2014-15 a Record-Breaking Year for Exit-Level Jobs

A boom in non-tenure track jobs promises full pre-unemployment for new Ph.D.s in German Studies

With the appearance today of an ad for a full-time adjunct instructor at the College of Charleston in the MLA job information list, the discipline of German Studies is rewriting its records for non-tenure-track hiring. Charleston’s ad pushes the total to 46 NTT jobs advertised so far—with five weeks left before the JIL closes—breaking the previous record of 45 NTT jobs set in 2005, and surpassing every prior year in nearly a half century since the first MLA job list appeared in 1966 (see graph).
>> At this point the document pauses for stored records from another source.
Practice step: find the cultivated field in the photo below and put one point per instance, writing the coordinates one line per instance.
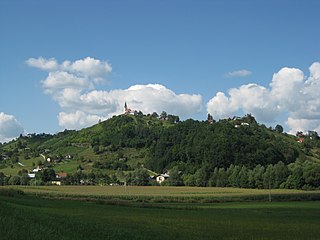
(155, 191)
(33, 217)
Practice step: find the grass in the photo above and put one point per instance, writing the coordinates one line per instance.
(166, 194)
(31, 217)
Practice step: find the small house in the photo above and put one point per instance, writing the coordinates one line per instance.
(162, 177)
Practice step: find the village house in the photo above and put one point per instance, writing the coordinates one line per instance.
(59, 177)
(162, 177)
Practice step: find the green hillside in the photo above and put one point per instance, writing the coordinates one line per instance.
(196, 153)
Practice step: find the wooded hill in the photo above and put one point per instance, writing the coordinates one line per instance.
(194, 152)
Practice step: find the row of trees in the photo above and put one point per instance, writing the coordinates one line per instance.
(298, 175)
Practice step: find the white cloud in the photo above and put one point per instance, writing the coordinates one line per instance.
(82, 73)
(290, 93)
(88, 66)
(60, 80)
(77, 120)
(104, 104)
(9, 127)
(72, 85)
(239, 73)
(43, 64)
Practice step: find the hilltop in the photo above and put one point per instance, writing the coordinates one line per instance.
(202, 153)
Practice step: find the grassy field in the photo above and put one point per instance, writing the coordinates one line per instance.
(156, 191)
(32, 217)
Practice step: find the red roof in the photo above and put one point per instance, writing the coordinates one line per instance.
(62, 175)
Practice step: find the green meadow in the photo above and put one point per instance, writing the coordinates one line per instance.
(30, 215)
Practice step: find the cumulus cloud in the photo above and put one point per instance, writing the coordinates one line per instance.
(239, 73)
(9, 127)
(82, 73)
(149, 98)
(42, 63)
(72, 86)
(290, 93)
(77, 120)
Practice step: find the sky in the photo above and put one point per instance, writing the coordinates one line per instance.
(69, 64)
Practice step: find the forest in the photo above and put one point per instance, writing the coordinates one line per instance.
(237, 152)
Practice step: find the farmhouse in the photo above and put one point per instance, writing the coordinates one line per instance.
(162, 177)
(59, 177)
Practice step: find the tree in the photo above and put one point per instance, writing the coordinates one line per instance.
(279, 128)
(140, 177)
(243, 177)
(163, 115)
(222, 178)
(154, 115)
(268, 177)
(14, 180)
(281, 174)
(175, 177)
(295, 179)
(2, 176)
(258, 172)
(214, 178)
(311, 174)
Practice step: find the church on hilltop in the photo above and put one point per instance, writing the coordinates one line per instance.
(127, 110)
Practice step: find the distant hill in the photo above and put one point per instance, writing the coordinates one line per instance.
(157, 144)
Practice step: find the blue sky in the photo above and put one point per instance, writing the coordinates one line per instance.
(179, 53)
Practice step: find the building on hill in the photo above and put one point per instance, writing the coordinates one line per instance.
(162, 177)
(127, 110)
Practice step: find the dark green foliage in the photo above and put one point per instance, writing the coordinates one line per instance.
(279, 128)
(26, 217)
(139, 177)
(220, 144)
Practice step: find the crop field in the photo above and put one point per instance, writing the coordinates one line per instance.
(27, 216)
(191, 193)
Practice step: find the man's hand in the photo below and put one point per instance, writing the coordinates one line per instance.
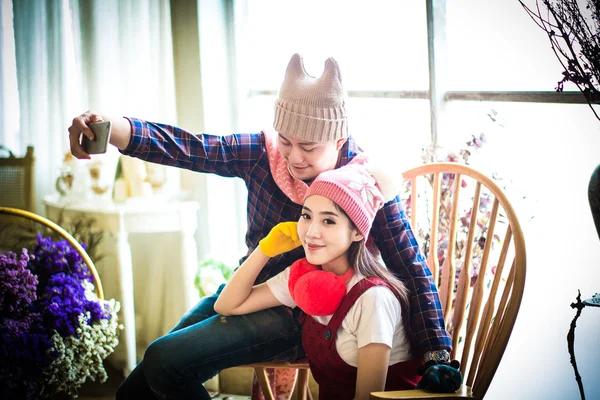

Never before have so many hopeful Ph.D.s in Germanistik been able to look forward to extending their professional identities and academic careers for nine more months before their cutting-edge research agendas become obscure footnotes in the MLA bibliography.


2014 sets an NTT record: German tenure-track and non-tenure-track jobs advertised in the MLA job information list, 1966-2014

While the number of new Ph.D.s granted during the 2014-15 academic year is not yet known, it is likely close to the 70 Ph.D.s awarded the previous year. That may suggest poor odds for new Ph.D.s seeking their first and last academic job, but the official numbers represent only a fraction of the market. With Charleston’s announcement, the German jobs wiki, which includes several jobs not advertised in the JIL, hit 70 advertised positions. Added to the 30 advertised tenure-track positions (at 29 TT positions in the JIL, 2014-15 is the 45th best year for TT job ads out of the 49 years since 1966), department heads are starting to worry that American colleges and universities may be facing an impending shortage of new Ph.D.s who are willing to shoulder high teaching loads for low pay for a couple years before their dreams of academic careers are snuffed out forever.

Long-standing traditions at many colleges of hiring new Ph.D.s as visiting assistant professors each year to put a young, research-active face on departments whose last TT hire was during the Nixon administration are in doubt. Departments who weren’t able to advertise their VAP slots until the late spring are facing several unpalatable options: hiring ABDs, canceling classes, or even canceling sabbaticals. Thus far, few departments have taken the drastic step of hiring stale Ph.D.s, or “experienced teachers with distinguished publishing records,” as they are euphemistically known, as it would be a tacit admission that a department’s teaching methods and research portfolio were stuck in 2013, or even earlier.

One group of faculty, though, is reacting to the latest figures with a mixture of relief and self-congratulation: Ph.D. advisors. Many of them will be able to pat themselves on the back this year for having placed all of their recent Ph.D.s in full-time academic jobs (what happens to the ungrateful little snots after that first job is their own problem). With such clear evidence that the jobs-with-training-wheels crisis in the humanities is receding, graduate faculty are looking forward to admitting larger graduate cohorts again so that no undergraduate German program in need of throwaway faculty members will be left wanting.